By Sherye Green

As I’ve shared earlier in this column, two themes I chose to focus on this year (as opposed to New Year’s resolutions) were discipline and rest. As I take stock of this year that is nearly over, I’m not too sure that I’ve achieved major strides with either one. But, I’m working on it!

Discipline is the theme currently on the horizon of my heart and mind. I have found that as I’ve gotten older, both my body and my thoughts have changed, much like they did in adolescence when I was a young girl. Always an early riser, I am finding out in these middle years that I simply cannot accomplish as much as I once was able to throughout the course of a day. One factor may be mental fatigue, simply not enough steam to stoke the engine. Lack of discipline, in what I eat and in how much I exercise, also contributes to my mental state as well.

This season of Thanksgiving is a time in which many reflect on blessings that have come into their lives, both in the recent past and over the course of a lifetime. It is a time in which I take stock, a spiritual inventory of sorts, of where I am and where I’d like to be. As always, the gap between the two is deep and wide. A grateful heart, however, will often determine how I assess the difference.  Sometimes being thankful comes easily, other times not so.

I have found that there are days when I don’t want to be thankful, times when it’s easier to look at all that’s wrong with a situation, rather than what’s right. Maybe it’s because I’ve had a really long day at work, and my brain is fried. It’s much easier to whine and complain than to be thankful. Other times, the habit of grumbling has developed within my spirit without my awareness, like some insidious virus that has wormed its way into my computer. Do you have days like this?

The concept of sacrifice is found throughout the Bible. The Greek word for thanksgiving found in the New Testament is eucharisteo, which means “to be thankful” or “to give thanks.” The root word of eucharisteo is charis, from which comes our word “grace.”  How interesting that our gratitude and God’s grace are bound together, like two sides of the same coin.

One definition of sacrifice, found in dictionary.com, is “the surrender or destruction of something prized or desirable for the sake of something considered as having a higher or more pressing claim.” The “something prized or desirable” in this case is my will, my pride, and my control over my own life. The “higher or more pressing claim” is God’s authority over my life, which I gave to Him some forty-two years ago. Even so, I still have to sacrifice my will to His daily. I still must bend the knee of my spirit each and every day.

What happens when I am not thankful? I can totally miss out on God’s “best” for my life because I would all too often rather keep the “better” grasped tightly in my hand, like a child clutching a favorite toy. As St. Augustine aptly put it, “God wants to give us something, but cannot, because our hands are full – there’s nowhere for Him to put it.”

A lack of gratitude in my spirit can lead to pride establishing even more of a foothold than it already has in my heart. How easy to think that all the good things in my life, even the seeming escape of some of the troubles of this world, are due to my talents and abilities. How absolutely childlike that I should fail to remember that it has everything to do with God’s grace and mercy.

Further, this lack appreciation causes me to miss out on the blessing of seeing life through the lens of gratitude, the view that my glass is half-full, rather than almost empty. God’s tender voice whispers gently to me from the pages of His word, “What I want from you is your true thanks; I want your promises fulfilled. I want you to trust Me in your times of trouble, so I can rescue you and you can give Me glory” (Psalm 50:14-15, Living Bible).

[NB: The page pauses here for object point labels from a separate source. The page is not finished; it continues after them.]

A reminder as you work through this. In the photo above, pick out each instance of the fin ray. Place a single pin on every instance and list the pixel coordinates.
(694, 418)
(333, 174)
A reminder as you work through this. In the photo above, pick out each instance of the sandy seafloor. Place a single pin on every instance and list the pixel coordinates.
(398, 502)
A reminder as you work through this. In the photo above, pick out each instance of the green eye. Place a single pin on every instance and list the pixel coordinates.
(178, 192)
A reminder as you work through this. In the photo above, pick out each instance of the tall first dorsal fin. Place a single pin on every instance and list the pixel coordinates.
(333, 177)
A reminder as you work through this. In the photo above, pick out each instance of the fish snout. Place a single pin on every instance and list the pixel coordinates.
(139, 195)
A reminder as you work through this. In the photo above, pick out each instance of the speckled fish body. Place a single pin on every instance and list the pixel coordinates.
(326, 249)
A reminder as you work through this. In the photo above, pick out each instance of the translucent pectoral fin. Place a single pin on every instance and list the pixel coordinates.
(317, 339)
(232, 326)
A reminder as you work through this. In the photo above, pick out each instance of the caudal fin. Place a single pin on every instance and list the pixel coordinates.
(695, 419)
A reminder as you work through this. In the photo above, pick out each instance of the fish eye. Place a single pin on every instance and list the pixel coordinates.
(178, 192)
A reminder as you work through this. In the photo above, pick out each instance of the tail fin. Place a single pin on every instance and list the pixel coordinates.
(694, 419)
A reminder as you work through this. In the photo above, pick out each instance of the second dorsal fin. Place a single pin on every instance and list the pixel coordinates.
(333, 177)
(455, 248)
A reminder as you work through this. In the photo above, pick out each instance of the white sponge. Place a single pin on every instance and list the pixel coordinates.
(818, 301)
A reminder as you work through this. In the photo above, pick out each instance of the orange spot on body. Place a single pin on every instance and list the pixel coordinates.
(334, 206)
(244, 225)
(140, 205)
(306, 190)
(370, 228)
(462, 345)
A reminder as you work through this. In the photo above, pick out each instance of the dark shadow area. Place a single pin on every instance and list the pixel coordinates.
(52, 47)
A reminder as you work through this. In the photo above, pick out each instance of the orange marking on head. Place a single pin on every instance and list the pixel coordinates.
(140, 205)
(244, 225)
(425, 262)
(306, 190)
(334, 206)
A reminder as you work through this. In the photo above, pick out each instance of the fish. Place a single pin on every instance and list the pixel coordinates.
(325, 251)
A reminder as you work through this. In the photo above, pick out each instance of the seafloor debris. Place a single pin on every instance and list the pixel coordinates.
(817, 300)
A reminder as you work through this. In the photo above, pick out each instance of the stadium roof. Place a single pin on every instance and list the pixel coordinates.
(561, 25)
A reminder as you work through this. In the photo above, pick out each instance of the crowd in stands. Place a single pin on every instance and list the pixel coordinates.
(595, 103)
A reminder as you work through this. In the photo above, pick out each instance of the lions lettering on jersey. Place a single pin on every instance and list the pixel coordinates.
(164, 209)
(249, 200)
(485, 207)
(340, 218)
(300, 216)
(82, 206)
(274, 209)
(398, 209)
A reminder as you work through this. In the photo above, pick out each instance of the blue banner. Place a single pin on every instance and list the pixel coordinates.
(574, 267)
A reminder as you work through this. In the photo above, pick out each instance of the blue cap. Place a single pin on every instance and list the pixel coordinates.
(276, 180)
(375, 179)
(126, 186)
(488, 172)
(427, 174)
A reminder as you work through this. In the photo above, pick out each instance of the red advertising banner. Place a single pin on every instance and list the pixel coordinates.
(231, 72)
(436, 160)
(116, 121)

What happens when I am thankful? This sacrificial offering of my mind, spirit, and will creates a space of habitation for God within my soul. Author Ann Voskamp so beautifully conveys this thought in her book, One Thousand Gifts, “When I give thanks for the seemingly microscopic, I make a place for God to grow within me.”

When I thank God for all that is in my life, not just some, I am establishing a habit. I am laying down a groove, as it were, on the surface of my soul, where the needle of the discipline of thankfulness will play again and again a tune that is pleasing to my Father’s ear. Many times we think of spiritual discipline as a practice such as fasting, prayer, service to others, spending time in God’s Word, and tithing. We must never fail to build within our hearts this holy habit of thankfulness.

Lastly, when I am thankful, I make God smile. Just as I absolutely adore to please my earthly father, so should I long to do so for my Heavenly Father. Hebrews 13:16 tells me that my sacrifices of thankfulness please my God immensely.

Thanksgiving is just around the corner. Family and friends will gather to celebrate. Let the tastiest treat you sample this holiday season be one that was prepared on the hearth of your own heart: a sacrifice of a thankful heart.

Sherye Green is a Jacksonian, a teacher at Hinds Community College, and a wife, mother, and grandmother. Sherye and her husband, Mark, are members of First Baptist Church Jackson. She is also the author of Abandon Not My Soul.